Right now I'm interested in sending myself push notifications from a self-hosted service that I run on a VPS. Of course I don't want to deal with FCM. I also prefer to not have to develop an Android app as opposed to running something like an XMPP client.
It looks like there are some alternatives like Iris and Unified Push (unifiedpush.org). It looks to me that UP becoming the preferred solution, is that right? UP has its own always-on client that can receive messages from a UP server that you can self-host. This sounds ok to me in principle.
My main question is whether UP is somehow worse than GMS, in terms of being a background app that keeps a network connection open. Is GMS anything special in that regard, besides being preinstalled by Google? Would GMS use less battery power or anything like that?
I may also have to look into how XMPP works, if my server program is going to send messages through it. I actually have an unrelated reason to be interested in XMPP. But does that approach sound reasonable? Are there XMPP clients that are non-bloaty, don't eat battery energy in the background, etc.? I'd like a loud audio alert if I get one of these notifications from my server.
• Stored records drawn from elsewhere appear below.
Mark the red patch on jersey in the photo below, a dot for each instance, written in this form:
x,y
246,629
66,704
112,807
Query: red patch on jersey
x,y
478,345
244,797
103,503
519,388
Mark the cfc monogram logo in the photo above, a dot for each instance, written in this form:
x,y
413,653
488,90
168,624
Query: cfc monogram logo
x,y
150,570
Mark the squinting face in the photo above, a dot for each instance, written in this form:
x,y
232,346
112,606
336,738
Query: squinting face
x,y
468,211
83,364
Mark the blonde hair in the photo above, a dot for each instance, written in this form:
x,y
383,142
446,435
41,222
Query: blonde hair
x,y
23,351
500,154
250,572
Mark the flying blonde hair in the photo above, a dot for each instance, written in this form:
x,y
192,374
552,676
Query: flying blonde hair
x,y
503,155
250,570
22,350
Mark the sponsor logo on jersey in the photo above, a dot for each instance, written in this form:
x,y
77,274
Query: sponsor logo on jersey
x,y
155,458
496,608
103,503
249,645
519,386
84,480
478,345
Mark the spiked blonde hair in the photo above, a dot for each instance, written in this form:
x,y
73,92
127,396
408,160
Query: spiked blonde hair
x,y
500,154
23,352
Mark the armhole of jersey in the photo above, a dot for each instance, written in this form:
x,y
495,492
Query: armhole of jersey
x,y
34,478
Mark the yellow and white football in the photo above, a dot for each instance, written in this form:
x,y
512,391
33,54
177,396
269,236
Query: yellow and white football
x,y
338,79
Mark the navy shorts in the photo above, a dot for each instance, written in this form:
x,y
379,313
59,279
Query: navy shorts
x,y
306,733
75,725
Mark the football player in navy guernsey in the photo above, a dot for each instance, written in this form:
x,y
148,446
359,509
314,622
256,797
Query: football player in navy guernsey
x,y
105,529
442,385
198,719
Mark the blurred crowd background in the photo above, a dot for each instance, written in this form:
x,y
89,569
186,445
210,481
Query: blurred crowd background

Can I usually easily set up XMPP clients to allow that only from my own service, while not making sounds for anything else? I'm luddite enough that I still use IRC for online chat, but maybe I have to catch up with the ~~20th~~ 21st century about this. Is there a good community to discuss XMPP development and self-hosting? I.e. I'd want to self-host the XMPP server and use it to send messages to my phone from my own (also self-hosted) server app.
The simplest alternative I can think of is for my server program to just sometimes send me SMS messages through Twilio or similar. The alerts will be infrequent enough that I don't mind going this route. Does that sound easier? It's less in the self-hosted spirit but it gets rid of a lot of software on both the server and the phone, I guess.
Thanks!
Thanks, yes, that is very helpful and is the type of thing I was wondering about, and also whether GCM somehow got wakeups from the baseband instead of just waiting on TCP.
I actually don't know whether I'm running anything right now that uses GCM in any important way. That presumes incoming phone calls and SMS really are alerted by the baseband and not by GCM (not sure if that is true). I'm using K9 from F-droid so presumably with no GCM credentials, and it seems to me (now that I think of it) that it polls IMAP every few minutes or so, somehow without obviously running in the background, hmm.
Anyway for this immediate application I guess I won't worry about battery impact too much unless I really notice a problem. I think listening on a socket is important enough that I should check into how well it works. The SMS approach seems like the lowest overhead in power usage though.